Let $f$ be a univariate polynomials of degree $d$. Assume that:
- $f(x) \ge 0$ for all $x \in \mathbb{R}$
- $f(0) = \varepsilon >0$
- $f'(0) = 0$
My question is the following: can we deduce lower bounds for $f''(0)$ depending on $d$ and $\varepsilon$?
This seems reasonable for me, since id the second derivative is too negative, then the first derivative becomes quickly negative and thus $f$ decreases in a neighbourhood of $0$. But then this may contradict the non negativity of $f$.
I tried to exploit the Taylor expansion of $f$, but got no result. I believe that a possible solution would be to use twice the Markov brothers' inequality, that can be stated as follows:
Theorem (Markov brothers' inequality). Let $f$ be a polynomial of degree $d$. then: $$\max_{x \in [-t,t]}|f'(x)| \le \frac{2d^2}{2t} \max_{x \in [-t,t]}|f(x)|$$
Edit.

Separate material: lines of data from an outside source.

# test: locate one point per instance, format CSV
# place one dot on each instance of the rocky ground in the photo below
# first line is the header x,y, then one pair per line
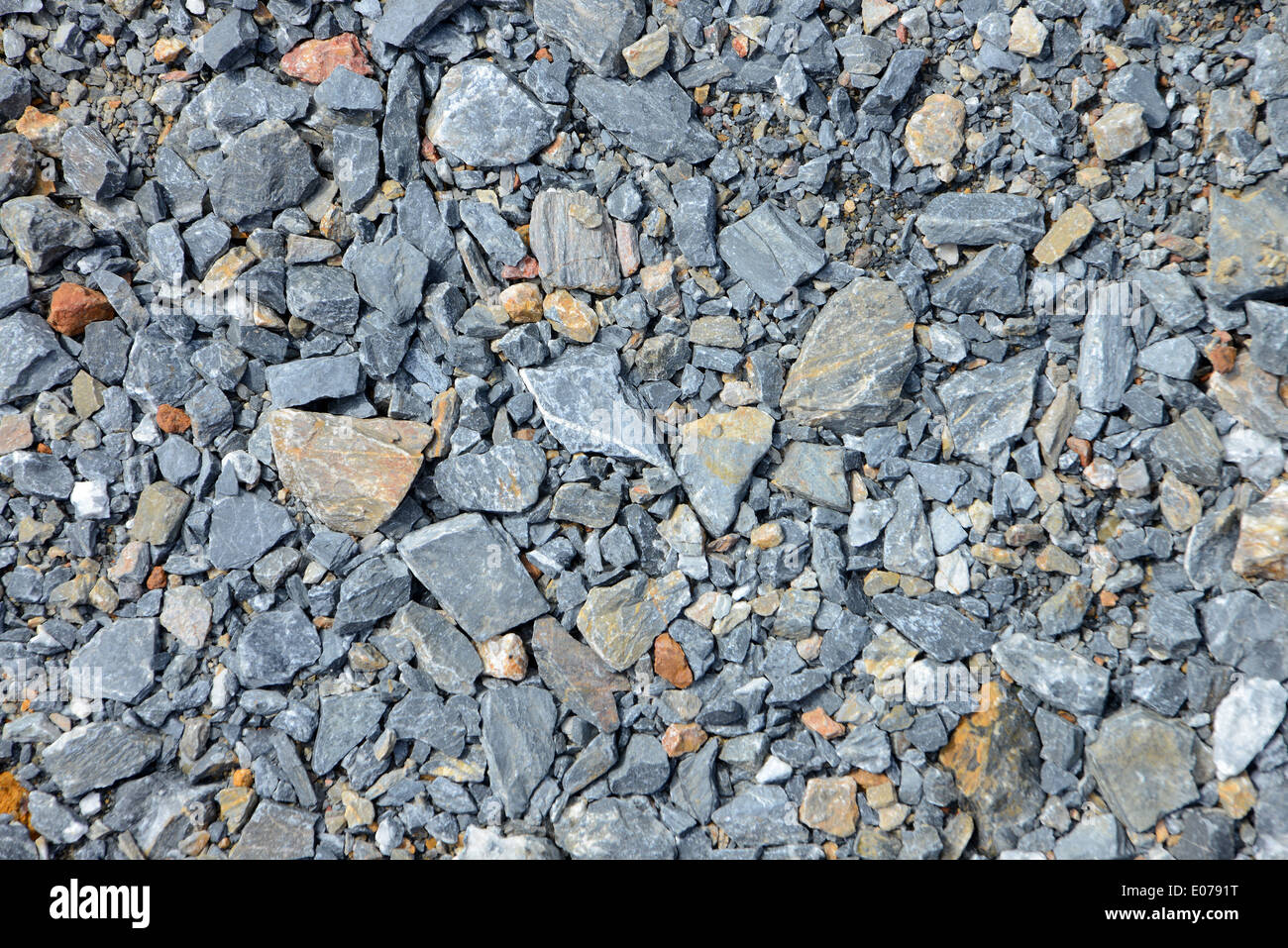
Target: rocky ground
x,y
712,429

After the answer of durianice, I restate my question, taking into account also the norm of $f$ (for instance, the max norm of $f$ on [-1,1]): can we deduce lower bounds for $f''(0)$ depending on $d$, $\varepsilon$ and $||f||$?
Clearly, Markov brothers' inequality already gives a bound, but this bound doesn't take into account the special properties of $f$ that I listed above.
This is answering the question before the edit, which did not require the bound to depend on $\lVert f \rVert$.
Consider $f(x)=ax^4-bx^2+\varepsilon$, where $b>0$ and $a>\frac{b^2}{4\varepsilon}$. Clearly $f(0)>0$ and $f'(0)=0$. Also, since the quadratic discriminant $b^2-4a\varepsilon$ is negative, $f$ has no real root, implying that it is positive on $\mathbb{R}$. Note that $f''(0)=-2b$, which depends only on some arbitrary $b$. It then follows that $|f''(0)|$ can be arbitrarily large, and not bounded by any function depending on $d$ or $\varepsilon$.